Berthelot C, Muffato M, Abecassis J, Roest Crollius H.

Cell Rep. 2015 Mar 24;10(11):1913-24. doi: 10.1016/j.celrep.2015.02.046

The 3D organization of chromatin explains evolutionary fragile genomic regions.

Explains the power law distribution of breakpoints in mammals and yeast with chromosome contacts (Hi-C) and open chromatin (ENCODE).
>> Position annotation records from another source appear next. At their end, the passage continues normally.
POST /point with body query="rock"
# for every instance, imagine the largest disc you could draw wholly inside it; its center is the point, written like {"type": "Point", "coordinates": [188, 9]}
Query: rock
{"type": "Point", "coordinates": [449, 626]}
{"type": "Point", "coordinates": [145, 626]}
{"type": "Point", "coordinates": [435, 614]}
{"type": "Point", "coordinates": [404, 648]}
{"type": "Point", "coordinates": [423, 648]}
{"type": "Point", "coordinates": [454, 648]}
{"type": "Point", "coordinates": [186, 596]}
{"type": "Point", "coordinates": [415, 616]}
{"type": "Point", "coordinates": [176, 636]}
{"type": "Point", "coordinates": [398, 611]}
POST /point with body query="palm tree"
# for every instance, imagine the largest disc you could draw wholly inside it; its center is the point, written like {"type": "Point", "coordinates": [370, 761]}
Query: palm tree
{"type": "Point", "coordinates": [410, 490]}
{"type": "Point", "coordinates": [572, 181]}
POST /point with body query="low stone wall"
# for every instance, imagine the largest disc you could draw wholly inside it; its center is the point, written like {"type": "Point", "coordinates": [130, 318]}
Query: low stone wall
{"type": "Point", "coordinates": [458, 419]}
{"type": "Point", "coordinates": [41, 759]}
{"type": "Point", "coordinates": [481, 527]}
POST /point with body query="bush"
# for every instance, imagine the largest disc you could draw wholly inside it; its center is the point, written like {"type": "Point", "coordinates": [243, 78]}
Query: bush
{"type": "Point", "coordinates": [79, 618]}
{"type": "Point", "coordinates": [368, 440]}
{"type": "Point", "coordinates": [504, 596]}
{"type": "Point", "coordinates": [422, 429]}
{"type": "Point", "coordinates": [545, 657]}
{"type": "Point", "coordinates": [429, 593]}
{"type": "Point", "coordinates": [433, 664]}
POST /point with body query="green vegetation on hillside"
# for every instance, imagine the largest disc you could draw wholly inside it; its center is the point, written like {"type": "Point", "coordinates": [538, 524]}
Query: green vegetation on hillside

“We [...] reconstruct the ancestral gene order in the 95-million-year-old ancestral genome of Boreoeutheria, the last common ancestor of primates, rodents, and laurasiatherians. [...] This reconstructed genome was further annotated with respect to its intergenic regions [...] their lengths, GC content and their proportion of conserved non-coding sequence as defined by GERP. [...] We then identified evolutionary rearrangement breakpoints that have occurred in the human, mouse, dog, cow, and horse lineages. [...] We identified a total of 751 breakpoints, 20 of which correspond to independent breakpoint reuse. [...] The identified breakpoints show the typical characteristics of rearrangement breakpoints; i.e., they occur in GC-rich, gene-dense regions possessing lower proportions of conserved non-coding sequence. [...] Breakpoint events per intergene increase as a power law of intergene length rather than a proportionality law. [...] Ancestral intergenes with high CNE content have been disrupted by significantly fewer breakpoints than intergenes of similar length with lower CNE content. [...] Rpeated elements and recombination frequencies are distributed radically differently from breakpoints, eliminating them as potential candidates to explain the breakpoint pattern. [...] The density of open chromatin is similar to the pattern of breakpoints with the proportion of DNA in an open state decreasing as intergene size increases. [...] Simulating inversions in the human genome according to contact probability [...] rearrangements were allowed to occur only between open chromatin regions, using chromatin state profiles for different cell types published by the ENCODE consortium. Under this model, the simulated average number of breakpoints per intergene closely reproduces the relationship with intergene length observed in real data.”